A while back I was looking for authors similar to Neil Gaiman, whose work I have come to appreciate and Martin Millar’s name popped on on separate occasions. I spotted his book The Good Fairies of New York the last time I was in a bookstore and picked it up. It is prefaced with a note from Gaiman himself, praising the book (and others by Millar) so I expected it to be good.
Off the bat, I thought it looked a bit short. Indeed, it’s a very fast read and I could have read it in only a sitting or two if I weren’t pacing myself and reading other books at the same time. The chapters are short and, admittedly, do not always follow logical scene changing set up (with some sort of recognizable division between scene changes). Nevertheless, the book moves at a quick pace from the beginning when we are introduced to two renegade Scottish fairies who have bumbled into modern day New York City after a night of too much alcohol all the way to the end when the pair are finally able to rectify their mistakes (which are mostly made with good intentions anyway).
Millar’s story follows the fairies, Heather and Morag, as their on again, off again friendship turns off and they each befriend humans Dinnie and Kerry, respectively, while running from their past (other very angry fairies). Dinnie isn’t exactly catch of the day and Kerry’s worsening condition (due to Crohn’s disease) plagues her daily, yet she remains appealing to friends, suitors and fairies alike. The pair of fairies prove themselves skilled at upsetting both fairies and humans and it isn’t long before Heather and Morag enrage NYC’s resident fairies, encourage turf wars and become entangled with crazy homeless folk as they attempt to perform good deeds for their human friends.
Although the story centers around the two main fairies and their two human companions, all of the other fairies and humans are interesting, especially a tramp named Magenta who believes she is a legendary Greek hero and sees the other occupants of New York City (humans and fairies) as historical characters.
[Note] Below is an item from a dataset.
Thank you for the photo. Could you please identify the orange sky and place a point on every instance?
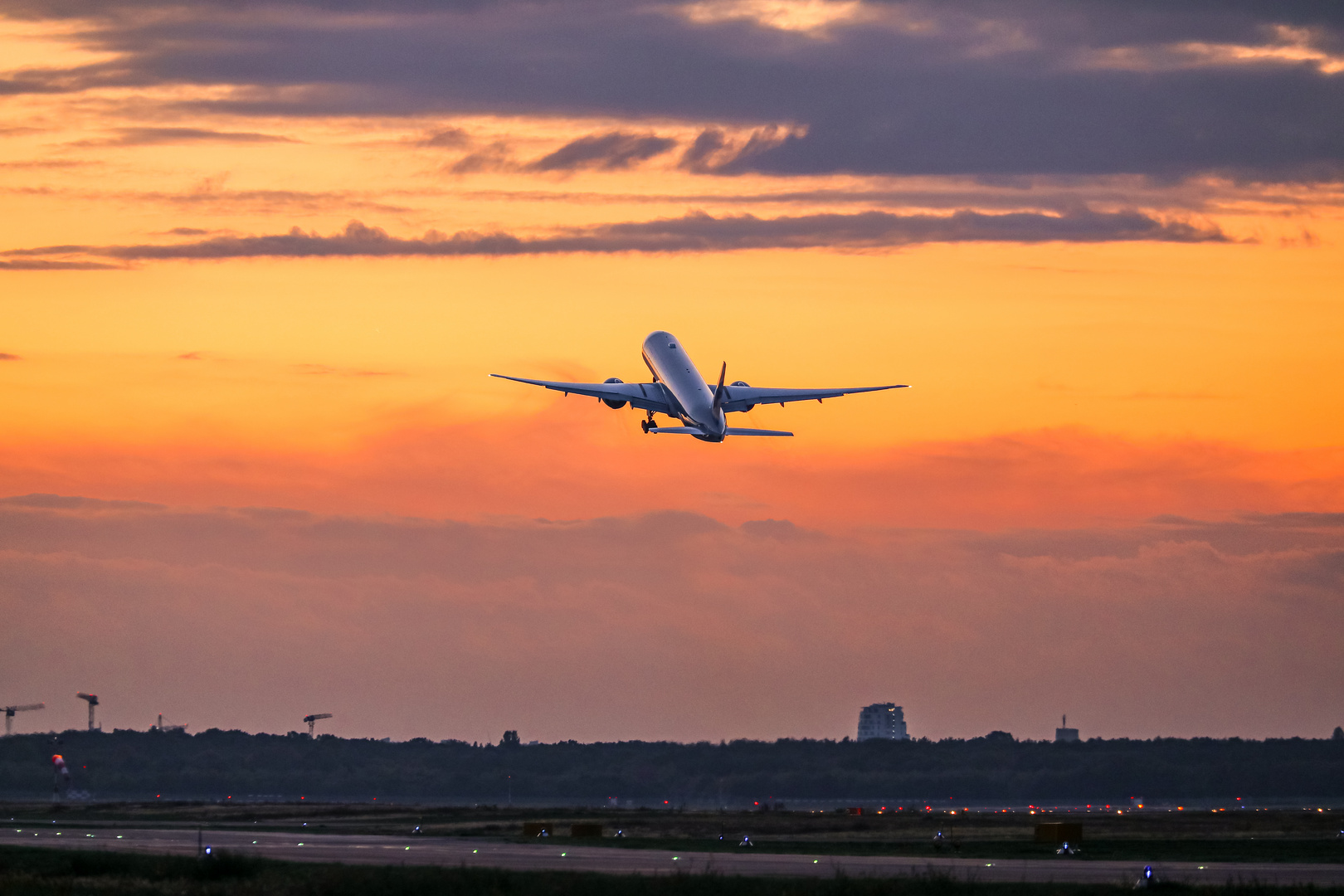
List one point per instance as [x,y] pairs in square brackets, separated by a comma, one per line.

Music plays a large role throughout the story from Irish and Scottish tunes played on fiddles to iconic alternative and punk bands from the 80s. The reader does not have to be familiar with either, however, to enjoy this book or appreciate the personality it lends.
The Good Fairies of New York lacks some of the complexities of writing and grammar that Gaiman’s work usually has. Except for sexual content, it would be suitable for young adults (and at the rate kids are growing up these days, maybe that’s barely an exception). Millar’s fairies are quire liberal with their love of sex (including homosexual and incest) and alcohol which may not make this novel family friendly but it is based on friendship, good intentions and clan ties. Fans of European history will find that it is loosely historically based; although it’s not historical fiction. Millar also discusses the declining condition of a human character, Kerry, due to Chrohn’s disease in appropriate but not excruciating detail. If you are easily nauseated, this might not be the book for you.
American readers will quickly come to understand that Martin Millar is not American and certain grammatical and word usage oddities stood out to me when reading. For a book that is set in New York City, it would be nice if an editor had taken notice. On top of that, I notice a handful of errors which would easily have been caught by an editor. No doubt there were more but I missed them as the editors clearly have. Some of the reviews on Amazon attribute this to the small publisher behind which may very well be the case. Still, The Good Fairies of New York has become well known and well printed enough that someone ought to take the time to give it another look.
I also found the ending to be just a bit of a let down. Millar kind of assures us everything will be okay without showing us and I appreciate the idea but would have better appreciated something more solid. Still, The Good Fairies of New York is an entertaining read – quick and generally lighthearted enough to make it a book to have during travel or to read while waiting. It doesn’t break the reader’s heart or lift one’s soul but it’s definitely worth picking up and reading a time or two (or more).